L’«Auto dell’anno» Clio III senza pari nei crash-test

La vettura dispone di inediti dispositivi per salvaguardare chi sta al volante e le persone trasportate

Massimo Comaschi

La Clio III ha subito sbancato il banco, aggiudicandosi il titolo di «Auto dell’anno 2006» e superando i crash-test EuroNCap come si conviene a una Renault di ultima generazione. Ovvero, intascando le famose 5 stelle, sinonimo di massimo standard di sicurezza per i passeggeri e, da qualche tempo, anche per i pedoni che, malauguratamente, venissero investiti. Ottava vettura della marca a superare a pieni voti i test EuroNCap, la Clio III non solo beneficia della lunga esperienza maturata dalla Renault nel settore della sicurezza, ma introduce anche inediti dispositivi e nuove soluzioni che, com’è ovvio, si vedranno anche su altre consanguinee. La leadership Renault nella sicurezza si fonda su solidi presupposti. Alla base si pone la definizione della scocca, che deve essere in grado di dissipare l’energia che si crea negli urti in zone lontane dai passeggeri.

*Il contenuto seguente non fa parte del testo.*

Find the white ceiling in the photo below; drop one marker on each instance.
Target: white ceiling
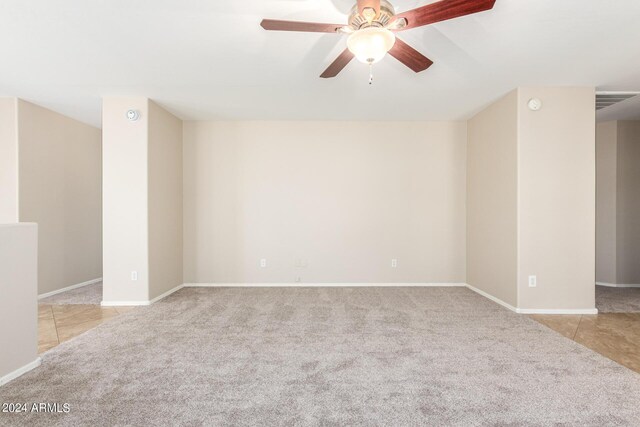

La struttura della Clio III, che si è deformata adeguatamente per evitare dannosi sfondamenti dell’abitacolo, integra anche un’inedita traversa posteriore che delimita la zona bagagliaio per svolgere una funzione protettiva e prospetta un frontale studiato per accogliere, il meno traumaticamente possibile, un eventuale pedone. A tutto ciò si aggiunge l’indispensabile ausilio delle soluzioni destinate a proteggere i passeggeri. L’analisi dei manichini utilizzati durante i test ha dimostrato la notevole efficacia di questi dispositivi. Sulla nuova Clio al sistema Renault di protezione di terza generazione si aggiunge molto altro ancora. Il primo raggruppa sino a 8 Airbag che, in caso di necessità, si attivano conformemente alla taglia dell’occupante e agiscono in combinazione al prepensionamento delle cinture e alle soluzioni che evitano al corpo degli occupanti di scivolare sotto la cintura, come gli inediti Airbag anti-submarining sistemati nei cuscini dei sedili anteriori.
Ma insieme agli attacchi Isofix cui fissare i seggiolini per bambini, al volante deformabile e alla relativa colonna e alla pedaliera a ritrazione passiva, sulla Clio III si ritrovano anche i limitatori di carico e i pretensionatori delle cinture per i posti laterali posteriori (un’esclusività per il settore di mercato) che si affiancano al nuovo concetto per sistemare i bambini d’età compresa tra i 6 e i 10 anni sul divano posteriore. Si tratta del cuscino centrale di dimensioni ridotte rispetto ai laterali che, unitamente agli attacchi della cintura di sicurezza opportunamente posizionati e allo specifico poggiatesta, permette di ancorare il bimbo in maniera da garantirgli lo stesso livello di protezione degli altri passeggeri.
Parlando di poggiatesta va ricordata un’altra innovazione introdotta dalla Clio III: quelli che, al pari dei sedili, assorbono energia in caso d’urto posteriore. Questa nuova tecnologia, destinata a proteggere il collo evitando il cosiddetto colpo di frusta, prevede che sia il poggiatesta a scorrere nella regolazione in altezza e quindi, diversamente da quanto avviene sulle altre auto, questa funzione non è svolta dalle aste di sostegno. Di conseguenza, queste ultime non sono più elementi rigidi annegati nella struttura del sedile. La metamorfosi consente, all’occorrenza, alla schiena del passeggero d’immergersi nell’imbottitura sino al punto di consentire alla testa di toccare automaticamente il poggiatesta che, così, assolve efficacemente il suo compito protettivo.